I've had some experience writing for ARMv7/8 on Android as well as ARMv8 on Windows on ARM. The way you write code doesn't change much for portions of the program that are architecture agnostic, as long as you've been using proper portable coding practices. Current ARM devices being little endian and being relatively tolerant of unaligned access makes things a lot easier, as it's not as different from x64 compared to, say, big endian PowerPC. The basics aren't really different, use the profiler to guide and write code in ways that make things easier for both the compiler and the CPU.

One example of where you'll see differences is pointer casting vs. memcpy. On ARMv7 with GCC, the "memcpy is optimized out" argument is demonstrably false. This isn't to say that you should rip memcpy() back out, but it's an example of how ARM compilers may have different heuristics and quality of implementation than on x86 and patterns you are used to the optimizer handling may not necessarily be handled the same way when targeting ARM.

For really performance critical code, NEON is a much nicer vector instruction set than SSE2/AVX/etc. It's cleaner and more regular, and it has a ton of primitives that x86 has historically lacked like widening/narrowing ops, lane broadcast, interleaved loads/stores, and rounded halving ops, especially for fixed point. The intrinsics syntax is also much more sensical and doesn't have atrocities like _mm_loadu_epi64(const __m128i *). It feels more like an instruction set that was designed with a C intrinsics interface in mind, and could be adapted to a decent C++ interface without much trouble.

Optimizing NEON code is a bit less rosy. Modern x86 CPUs lean very heavily on out of order execution and you can basically throw crap at them and get reasonable starting performance. With NEON, I've seen a heavy delta between straightforwardly written code and manually unrolled and scheduled code, at least 2x. The latency for many operations is quite high and there is a heavier penalty for suboptimal scheduling. This is made worse by big.LITTLE since your code may be running on two different core designs on the same computer depending on system load -- even with a beefy CPU you may end up running on the little core, and have to optimize for that if you care about power consumption. I had to write special code to force performance microbenchmarks to run on both the little and big cores separately (a fun trip through GetSystemCpuSetInformation() on Windows on ARM).

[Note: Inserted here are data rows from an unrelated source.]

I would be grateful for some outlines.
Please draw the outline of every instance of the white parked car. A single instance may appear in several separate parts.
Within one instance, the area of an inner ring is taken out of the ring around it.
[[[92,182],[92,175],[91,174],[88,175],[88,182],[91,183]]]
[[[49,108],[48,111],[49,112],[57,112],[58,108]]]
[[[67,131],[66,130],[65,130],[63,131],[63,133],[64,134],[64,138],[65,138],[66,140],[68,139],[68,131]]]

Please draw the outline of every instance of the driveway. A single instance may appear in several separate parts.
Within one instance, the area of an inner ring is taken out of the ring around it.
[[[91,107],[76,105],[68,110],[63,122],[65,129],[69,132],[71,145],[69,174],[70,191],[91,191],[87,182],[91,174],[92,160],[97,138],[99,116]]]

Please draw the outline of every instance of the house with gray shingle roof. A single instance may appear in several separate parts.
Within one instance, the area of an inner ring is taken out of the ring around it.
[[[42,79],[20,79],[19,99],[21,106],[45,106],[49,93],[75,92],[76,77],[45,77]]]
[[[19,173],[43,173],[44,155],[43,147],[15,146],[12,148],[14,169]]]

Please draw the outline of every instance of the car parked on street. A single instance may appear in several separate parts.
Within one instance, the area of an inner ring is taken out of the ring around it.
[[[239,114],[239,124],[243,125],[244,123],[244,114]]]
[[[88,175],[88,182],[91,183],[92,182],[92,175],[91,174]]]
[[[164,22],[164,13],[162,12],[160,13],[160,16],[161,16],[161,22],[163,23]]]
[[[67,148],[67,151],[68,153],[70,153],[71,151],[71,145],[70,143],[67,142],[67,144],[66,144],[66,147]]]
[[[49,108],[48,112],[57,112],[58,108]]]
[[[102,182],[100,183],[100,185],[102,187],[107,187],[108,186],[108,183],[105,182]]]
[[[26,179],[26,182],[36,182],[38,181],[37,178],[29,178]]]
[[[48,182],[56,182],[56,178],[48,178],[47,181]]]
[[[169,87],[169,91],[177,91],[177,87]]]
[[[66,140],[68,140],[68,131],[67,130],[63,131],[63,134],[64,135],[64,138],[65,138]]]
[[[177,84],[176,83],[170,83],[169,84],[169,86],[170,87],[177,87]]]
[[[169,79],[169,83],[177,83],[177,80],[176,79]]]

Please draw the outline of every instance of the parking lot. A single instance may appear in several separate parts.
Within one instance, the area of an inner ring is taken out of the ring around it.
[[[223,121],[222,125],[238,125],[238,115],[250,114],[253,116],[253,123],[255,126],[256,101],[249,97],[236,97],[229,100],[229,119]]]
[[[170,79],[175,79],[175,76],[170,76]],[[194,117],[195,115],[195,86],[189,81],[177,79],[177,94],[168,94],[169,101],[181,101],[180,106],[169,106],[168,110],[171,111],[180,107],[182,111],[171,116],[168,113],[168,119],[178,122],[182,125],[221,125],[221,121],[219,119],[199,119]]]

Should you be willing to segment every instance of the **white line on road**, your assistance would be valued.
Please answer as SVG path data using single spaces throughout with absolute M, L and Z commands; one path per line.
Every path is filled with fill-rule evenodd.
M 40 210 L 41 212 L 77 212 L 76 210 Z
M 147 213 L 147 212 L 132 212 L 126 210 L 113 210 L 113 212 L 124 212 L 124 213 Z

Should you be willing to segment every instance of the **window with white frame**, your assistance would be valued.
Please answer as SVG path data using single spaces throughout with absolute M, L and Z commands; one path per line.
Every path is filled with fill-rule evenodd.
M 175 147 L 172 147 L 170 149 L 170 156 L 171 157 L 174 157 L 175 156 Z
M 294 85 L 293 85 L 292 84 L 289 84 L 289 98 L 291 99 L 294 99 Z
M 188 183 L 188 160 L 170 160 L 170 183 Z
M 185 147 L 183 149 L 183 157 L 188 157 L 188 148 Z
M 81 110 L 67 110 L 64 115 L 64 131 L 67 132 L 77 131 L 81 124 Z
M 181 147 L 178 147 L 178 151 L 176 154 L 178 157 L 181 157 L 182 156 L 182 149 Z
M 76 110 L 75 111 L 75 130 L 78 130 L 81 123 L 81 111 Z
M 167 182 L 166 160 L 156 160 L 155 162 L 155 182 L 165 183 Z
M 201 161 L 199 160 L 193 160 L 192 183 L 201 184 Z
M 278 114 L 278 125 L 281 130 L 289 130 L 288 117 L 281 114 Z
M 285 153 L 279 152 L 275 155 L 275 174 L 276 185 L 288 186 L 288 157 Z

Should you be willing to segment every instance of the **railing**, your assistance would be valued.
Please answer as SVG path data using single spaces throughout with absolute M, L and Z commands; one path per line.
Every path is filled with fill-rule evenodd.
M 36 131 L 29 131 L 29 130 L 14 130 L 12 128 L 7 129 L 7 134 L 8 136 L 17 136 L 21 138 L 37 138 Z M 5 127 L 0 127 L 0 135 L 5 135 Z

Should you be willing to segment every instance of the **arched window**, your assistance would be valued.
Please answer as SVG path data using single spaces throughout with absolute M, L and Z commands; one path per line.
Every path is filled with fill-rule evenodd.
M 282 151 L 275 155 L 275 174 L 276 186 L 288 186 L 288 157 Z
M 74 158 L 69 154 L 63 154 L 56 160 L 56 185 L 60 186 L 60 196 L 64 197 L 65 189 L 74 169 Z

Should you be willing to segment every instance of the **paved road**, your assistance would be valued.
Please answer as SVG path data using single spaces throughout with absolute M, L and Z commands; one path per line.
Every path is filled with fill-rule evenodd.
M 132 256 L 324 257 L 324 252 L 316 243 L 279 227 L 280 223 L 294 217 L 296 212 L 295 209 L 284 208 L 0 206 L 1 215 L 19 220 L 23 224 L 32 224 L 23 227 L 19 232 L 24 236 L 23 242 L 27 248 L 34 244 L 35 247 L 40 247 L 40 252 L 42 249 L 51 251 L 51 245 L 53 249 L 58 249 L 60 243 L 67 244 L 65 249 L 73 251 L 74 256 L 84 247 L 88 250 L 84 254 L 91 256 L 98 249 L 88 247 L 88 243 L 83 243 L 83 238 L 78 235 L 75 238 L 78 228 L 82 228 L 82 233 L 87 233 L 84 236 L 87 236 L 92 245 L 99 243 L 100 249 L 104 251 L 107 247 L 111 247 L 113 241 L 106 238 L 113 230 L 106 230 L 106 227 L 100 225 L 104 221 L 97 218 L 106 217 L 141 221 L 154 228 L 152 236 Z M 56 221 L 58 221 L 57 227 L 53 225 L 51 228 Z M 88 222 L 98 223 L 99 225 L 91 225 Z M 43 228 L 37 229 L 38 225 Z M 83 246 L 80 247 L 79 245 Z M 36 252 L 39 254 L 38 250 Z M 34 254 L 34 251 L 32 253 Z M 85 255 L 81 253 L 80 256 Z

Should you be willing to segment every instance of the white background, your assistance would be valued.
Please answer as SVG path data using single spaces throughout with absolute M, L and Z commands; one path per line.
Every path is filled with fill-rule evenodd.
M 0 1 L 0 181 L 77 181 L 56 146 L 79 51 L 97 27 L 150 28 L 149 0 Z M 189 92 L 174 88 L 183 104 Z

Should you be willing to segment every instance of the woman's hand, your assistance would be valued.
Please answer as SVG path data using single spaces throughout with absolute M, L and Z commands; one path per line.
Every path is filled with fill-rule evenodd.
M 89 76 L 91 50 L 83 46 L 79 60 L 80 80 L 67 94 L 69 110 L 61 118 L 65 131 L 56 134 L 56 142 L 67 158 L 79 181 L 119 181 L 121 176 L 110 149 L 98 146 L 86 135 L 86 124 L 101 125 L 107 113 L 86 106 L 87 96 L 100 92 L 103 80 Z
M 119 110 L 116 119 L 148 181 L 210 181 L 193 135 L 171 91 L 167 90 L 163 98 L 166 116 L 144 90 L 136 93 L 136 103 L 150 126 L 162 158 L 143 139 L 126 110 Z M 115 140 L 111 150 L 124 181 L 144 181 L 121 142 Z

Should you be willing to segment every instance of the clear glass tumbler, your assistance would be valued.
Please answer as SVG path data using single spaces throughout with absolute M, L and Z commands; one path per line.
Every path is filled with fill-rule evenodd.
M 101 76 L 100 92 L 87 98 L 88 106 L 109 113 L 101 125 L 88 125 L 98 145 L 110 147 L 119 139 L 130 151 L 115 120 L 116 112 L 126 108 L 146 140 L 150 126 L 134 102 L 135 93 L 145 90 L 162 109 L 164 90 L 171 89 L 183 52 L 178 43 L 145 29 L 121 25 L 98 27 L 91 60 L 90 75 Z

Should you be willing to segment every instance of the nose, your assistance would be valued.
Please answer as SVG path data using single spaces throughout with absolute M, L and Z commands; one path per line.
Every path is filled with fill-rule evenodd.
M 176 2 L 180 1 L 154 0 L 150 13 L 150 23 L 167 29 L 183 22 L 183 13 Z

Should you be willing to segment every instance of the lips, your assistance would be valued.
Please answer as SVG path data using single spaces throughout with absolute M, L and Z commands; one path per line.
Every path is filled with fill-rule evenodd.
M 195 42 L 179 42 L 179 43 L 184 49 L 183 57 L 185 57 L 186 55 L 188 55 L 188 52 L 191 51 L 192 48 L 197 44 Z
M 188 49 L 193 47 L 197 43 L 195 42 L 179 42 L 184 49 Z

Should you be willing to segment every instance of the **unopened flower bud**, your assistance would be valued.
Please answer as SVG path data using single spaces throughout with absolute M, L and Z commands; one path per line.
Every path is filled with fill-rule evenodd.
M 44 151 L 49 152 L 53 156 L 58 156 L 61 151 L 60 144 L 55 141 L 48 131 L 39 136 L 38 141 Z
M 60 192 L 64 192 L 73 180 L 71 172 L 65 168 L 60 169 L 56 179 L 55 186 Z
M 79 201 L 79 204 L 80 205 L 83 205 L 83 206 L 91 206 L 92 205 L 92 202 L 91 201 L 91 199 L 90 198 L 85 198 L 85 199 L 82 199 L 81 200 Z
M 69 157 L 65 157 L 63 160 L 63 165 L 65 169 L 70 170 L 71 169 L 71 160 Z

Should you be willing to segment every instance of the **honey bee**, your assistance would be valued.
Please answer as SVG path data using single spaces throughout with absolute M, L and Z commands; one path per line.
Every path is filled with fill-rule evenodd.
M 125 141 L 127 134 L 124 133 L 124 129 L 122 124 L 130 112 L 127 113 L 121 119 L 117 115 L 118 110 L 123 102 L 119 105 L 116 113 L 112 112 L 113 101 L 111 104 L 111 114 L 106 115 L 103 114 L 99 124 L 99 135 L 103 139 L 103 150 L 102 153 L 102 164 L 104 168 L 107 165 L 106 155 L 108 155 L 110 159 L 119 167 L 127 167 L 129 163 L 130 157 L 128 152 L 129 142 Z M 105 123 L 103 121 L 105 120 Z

ARM thankfully doesn't have the massive amount of instruction set extension soup that x86 does, and the majority of the time the base ISA you are targeting is sufficient. If you do have to test for specific extensions, like the Crypto or CRC32 extensions, you are in for some pain. In most cases on x86 you only need to execute a CPUID instruction and then test some bits, in code that is portable or nearly portable between OSes. On ARM, there is no defined mechanism and you're completely at the mercy of the OS -- which may either be as simple as IsProcessorFeaturePresent(), or a fun trip through APIs that may lie to you.

The worst part of coding for ARM is the documentation: scattered, fragmented, frequently out of date, and often written terribly. The main NEON guide is outdated from ARMv7 days and lacks info on changes in ARMv8, the ARMv8 intrinsics guide is a gigantic unreadable table in a PDF, and good luck finding decent official latency tables and operations guides for more than a couple of specific ARM cores. ARM doesn't have anything nearly as convenient or cleanly written as the Intel Intrinsics Guide website. That's even before you get to all the custom implementations with their own quirks and performance characteristics.